Located some 50 metres on the doorstep of the Kom Ombo Temple in Aswan is the only museum in Egypt dedicated to an animal. The Crocodile Museum which celebrates Sobek, the fertility god associated with the Nile crocodile.
Sobek first appeared in the Old Kingdom (about 2500 BC). He was worshipped until the end of the Roman era (4th century AD). His cult became increasingly important during the Middle Kingdom (ca. 2000 BC) in Kom Ombo and Fayyum.
Sobek is depicted either as a crocodile or as a crocodile-headed man wearing a headdress of ram’s horns topped by a sun disk and two tall plumes.
Originally Sobek only protected his worshippers from crocodiles. Later, he became known as the Lord of the Waters as the Egyptians believed that he had created the Nile from his own sweat. In one Egyptian creation myth, Sobek appeared on a mound that arose from the primaeval waters (called Nun) and laid his eggs, beginning the process of creation. He was also the God of the Inundation, perhaps because crocodiles were known to predict the height of the flood, as they always built their nests above the flood level.
The museum, which was opened in 2012, displays 74 artefacts including mummies, statues, eggs and votive stelae.
On display are different sizes of crocodile mummies which vary in length between 150 cm to 4 metres. There is the largest showcase ever in the Egyptian museums, measuring 12 x 4 metres, containing 20 mummified crocodiles.
Museum director Saad Zaghloul told the Egyptian Mail that most of these mummies were found in the Sobek cemetery near El-Shatb village, about two kilometres south of Kom Ombo. It was used from the Middle Kingdom through the Graeco-Roman period.
Most of the tombs in the Sobek Cemetery were cut into the hard ground with mud-brick supports added wherever the soil was unstable. These unadorned tombs had no superstructures. Although there were architectural changes over time, most of the tombs of the Graeco-Roman era consist of an entrance from above with a staircase leading down the shaft into an antechamber, which opens into the burial chamber.
The cemetery contains a large number of animal mummies, the majority of which are crocodiles of various sizes, from egg to adult.
A model simulating the tomb of crocodiles found in El-Shatb is at the museum. It contains pottery coffins in which the mummies of crocodiles were put in addition to mummified eggs, mummified crocodile foetuses. On display a broken egg and the mummified foetus appear from inside.

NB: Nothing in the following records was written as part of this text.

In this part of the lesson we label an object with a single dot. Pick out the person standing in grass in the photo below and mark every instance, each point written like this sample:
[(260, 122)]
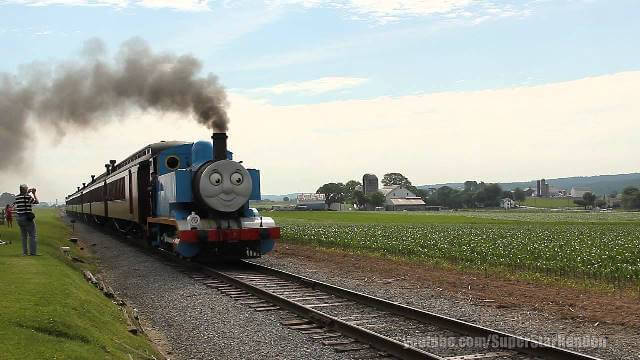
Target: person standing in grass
[(25, 216), (8, 214)]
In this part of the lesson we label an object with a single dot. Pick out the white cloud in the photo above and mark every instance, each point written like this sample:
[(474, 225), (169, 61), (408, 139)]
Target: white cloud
[(385, 11), (185, 5), (580, 127), (312, 87)]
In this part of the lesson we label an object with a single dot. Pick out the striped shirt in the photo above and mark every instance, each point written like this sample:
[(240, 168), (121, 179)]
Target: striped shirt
[(22, 204)]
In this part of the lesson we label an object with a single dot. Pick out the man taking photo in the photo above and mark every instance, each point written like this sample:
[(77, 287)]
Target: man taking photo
[(25, 216)]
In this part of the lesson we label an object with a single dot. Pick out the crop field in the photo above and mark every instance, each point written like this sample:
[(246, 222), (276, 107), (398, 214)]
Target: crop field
[(571, 245), (550, 203)]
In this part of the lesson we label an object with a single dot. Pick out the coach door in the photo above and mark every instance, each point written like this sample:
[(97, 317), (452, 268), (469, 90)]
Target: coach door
[(104, 198), (130, 196), (144, 193)]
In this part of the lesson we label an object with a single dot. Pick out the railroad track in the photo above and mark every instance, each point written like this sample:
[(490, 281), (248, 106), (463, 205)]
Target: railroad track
[(354, 322)]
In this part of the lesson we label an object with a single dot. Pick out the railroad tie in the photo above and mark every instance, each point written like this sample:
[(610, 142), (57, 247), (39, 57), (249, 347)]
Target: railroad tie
[(480, 356), (326, 336), (294, 322), (331, 304), (305, 326), (267, 308), (337, 342), (350, 347)]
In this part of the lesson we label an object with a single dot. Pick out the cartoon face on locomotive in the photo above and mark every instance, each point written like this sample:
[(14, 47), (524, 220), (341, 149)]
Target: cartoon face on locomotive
[(188, 198)]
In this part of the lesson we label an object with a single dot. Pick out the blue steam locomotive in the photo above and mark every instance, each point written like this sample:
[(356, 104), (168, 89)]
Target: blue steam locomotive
[(188, 198)]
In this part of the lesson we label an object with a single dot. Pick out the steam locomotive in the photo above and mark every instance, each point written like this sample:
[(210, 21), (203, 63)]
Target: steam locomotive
[(188, 198)]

Zaghloul said that the ancient Egyptian view of the crocodile is different from the current Egyptians’ view of this animal.
He explained that they didn’t consider it a predator devouring its victims. But it appears in big numbers along the Nile banks, laying their eggs in the time of flood, a time of agriculture and good days for Egypt. The ancient Egyptians prayed to Sobek for protection, strength and fertility.
Small figurines as offerings presented by people to Sobek as vows adorn the one-storey museum.
Don’t miss that mummified crocodile placed on a bier with carrying poles, and balanced on a wooden plinth shaped like a shrine. This was probably a sacred crocodile, revered during its lifetime and preserved for eternity. According to Classical authors, these sacred crocodiles were often bejewelled and even had their claws gilded.
Also there is a group of mummified crocodiles in their ceramic coffins, together with grave goods of pots and offering tables.
Linen bandages, saturated with resins and oils, wrapped the crocodiles that had been desiccated with natron, and palm-ribs served to strengthen and support the mummies are also featured there.
The museum is the next and final stop for those who visit the Kom Ombo Temple, which is named after the town that lies about 28 miles north of Aswan.
The temple is dated back to the Ptolemy era, about 180 BC. It is built on a high dune overlooking the Nile. Its location gave it some control over trade routes from Nubia to the Nile Valley. The temple has two entrances, two colonnades, two hypostyle halls, two courts and two sanctuaries. The left, or northern, side is dedicated to the falcon-headed sky god named Haroeris and the right side is dedicated to Sobek.